Noel Kalenian provides a thoughtful treatment of Walker’s story based, in part, on audio recordings of interviews with Walker’s contemporaries included in the Mesa County Oral History Project housed at the Mesa County Libraries. (https://mesacountylibraries.org/2019/05/local-history-thursday-walter-walkers-involvement-in-grand-junctions-ku-klux-klan/)
The Klan was proving to be a political force in Colorado — and across the country — in the 1920s. Prohibition provided the Klan with a new platform to spread its anti-Catholic, anti-immigrant, white Protestant nationalist rhetoric. It promised to clean up communities and rid them of bootleggers and moonshiners.
But that’s not how the Klan operated here. Beer was served at meetings. It was more of a men’s social club. Kalenian’s piece cites the historian Robert Alan Goldberg’ supposition that Walker and other elites may not have wanted the Klan to usurp the existing power structure, and so instead, co-opted the organization and made it a simple social club.
Under Walker’s leadership, the club refused to take an activist position on the Klan’s tenets. But at some point, Walker was stripped of his leadership position and the club took a sinister turn. That’s when Walker started writing editorials warning of an organization “that preyed on prejudice to incite hatred,” Kalenian wrote.
In September 1925, several local Klan leaders including a deputy sheriff and a police officer assaulted Walker as he walked from a barber shop to his newspaper office. But that didn’t stop his anti-Klan campaign and membership dwindled to insignificance by 1926.
Walker’s affiliation with the Klan didn’t do any lasting damage to his reputation or his legacy. He was appointed to fill an unexpired term in the U.S. Senate. The Grand Junction Regional Airport was named for Walker from 1942 until its expansion in 2007. The soccer and lacrosse field at Colorado Mesa University is named after him. So is the Walter Walker State Wildlife Area. The statue at 634 Main St. was installed as part of the Legends of the Grand Valley project. Members of the Legends committee must have concluded that Walker’s advocacy on behalf of the community outweighed his brief Klan association.

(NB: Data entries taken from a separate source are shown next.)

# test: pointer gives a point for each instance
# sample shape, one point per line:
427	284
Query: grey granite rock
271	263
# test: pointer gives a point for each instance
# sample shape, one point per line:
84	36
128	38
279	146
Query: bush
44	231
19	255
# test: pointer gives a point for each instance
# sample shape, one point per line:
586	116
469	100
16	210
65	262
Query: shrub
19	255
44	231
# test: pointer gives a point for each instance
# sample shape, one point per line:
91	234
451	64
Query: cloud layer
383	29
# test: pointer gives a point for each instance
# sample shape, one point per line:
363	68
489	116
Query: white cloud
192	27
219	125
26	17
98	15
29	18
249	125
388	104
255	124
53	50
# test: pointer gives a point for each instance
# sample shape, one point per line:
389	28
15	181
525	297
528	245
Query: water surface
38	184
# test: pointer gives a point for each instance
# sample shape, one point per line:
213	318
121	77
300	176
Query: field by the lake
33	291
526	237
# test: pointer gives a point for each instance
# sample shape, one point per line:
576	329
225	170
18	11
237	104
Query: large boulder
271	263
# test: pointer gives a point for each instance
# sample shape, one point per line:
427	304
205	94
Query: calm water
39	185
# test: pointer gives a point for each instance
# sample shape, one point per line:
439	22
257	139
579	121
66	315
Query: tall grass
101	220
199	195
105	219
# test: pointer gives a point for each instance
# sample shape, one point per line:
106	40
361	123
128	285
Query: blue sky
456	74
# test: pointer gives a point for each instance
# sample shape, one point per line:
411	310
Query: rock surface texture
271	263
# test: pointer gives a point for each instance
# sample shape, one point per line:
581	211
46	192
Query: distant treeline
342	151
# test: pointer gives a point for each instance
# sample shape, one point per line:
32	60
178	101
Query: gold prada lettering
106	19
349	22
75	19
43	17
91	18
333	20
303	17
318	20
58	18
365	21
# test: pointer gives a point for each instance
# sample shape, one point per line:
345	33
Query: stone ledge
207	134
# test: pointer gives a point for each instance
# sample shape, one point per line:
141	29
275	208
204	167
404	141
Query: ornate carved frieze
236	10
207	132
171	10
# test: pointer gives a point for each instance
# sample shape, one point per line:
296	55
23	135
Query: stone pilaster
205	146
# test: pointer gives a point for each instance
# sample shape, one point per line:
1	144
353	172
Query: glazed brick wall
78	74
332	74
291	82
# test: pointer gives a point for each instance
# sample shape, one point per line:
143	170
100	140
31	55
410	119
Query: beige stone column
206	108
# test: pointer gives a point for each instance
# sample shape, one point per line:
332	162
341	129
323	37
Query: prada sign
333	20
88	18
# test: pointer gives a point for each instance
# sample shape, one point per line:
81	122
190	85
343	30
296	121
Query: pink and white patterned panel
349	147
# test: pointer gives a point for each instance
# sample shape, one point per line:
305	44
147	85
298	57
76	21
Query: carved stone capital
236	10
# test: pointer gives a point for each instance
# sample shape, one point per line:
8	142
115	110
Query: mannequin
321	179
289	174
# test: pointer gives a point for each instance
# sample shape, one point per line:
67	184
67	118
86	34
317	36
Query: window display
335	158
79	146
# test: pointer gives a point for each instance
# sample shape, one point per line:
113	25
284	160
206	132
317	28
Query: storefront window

There are many ways of looking at this. One is that any association with the KKK disqualifies a person from any sort of public recognition. Another is that Walker fought back against dark forces in the community. A third is that this community is so clueless as to not anticipate how awkward this all looks.
We think it’s a no-brainer for CMU to scrub Walker’s name from the soccer and lacrosse field. It’s an unnecessary distraction at odds with the lofty ideals of higher education. The “woke” generation simply isn’t going to accept any nod to a bygone era where racist ideology prevailed. It makes it too hard for CMU to sell itself as a progressive institution.
The statue is a tougher call. On one hand, keeping it is a measure of authenticity. Walker was a force in this community. The statue lets us fully own his legacy — the good with the bad. But it also allows space for visitors to wonder what kind of community we are.
If Facebook attacks on Walter Walker prevail and we decide as a community that the statue doesn’t belong on Main Street, then we face bigger questions.
Should the Jefferson Memorial in Washington, D.C, and the name of our nation’s capital be changed, too? They honor slave owners, after all.
We have no answers. Only the acknowledgment that it’s a debate worth having.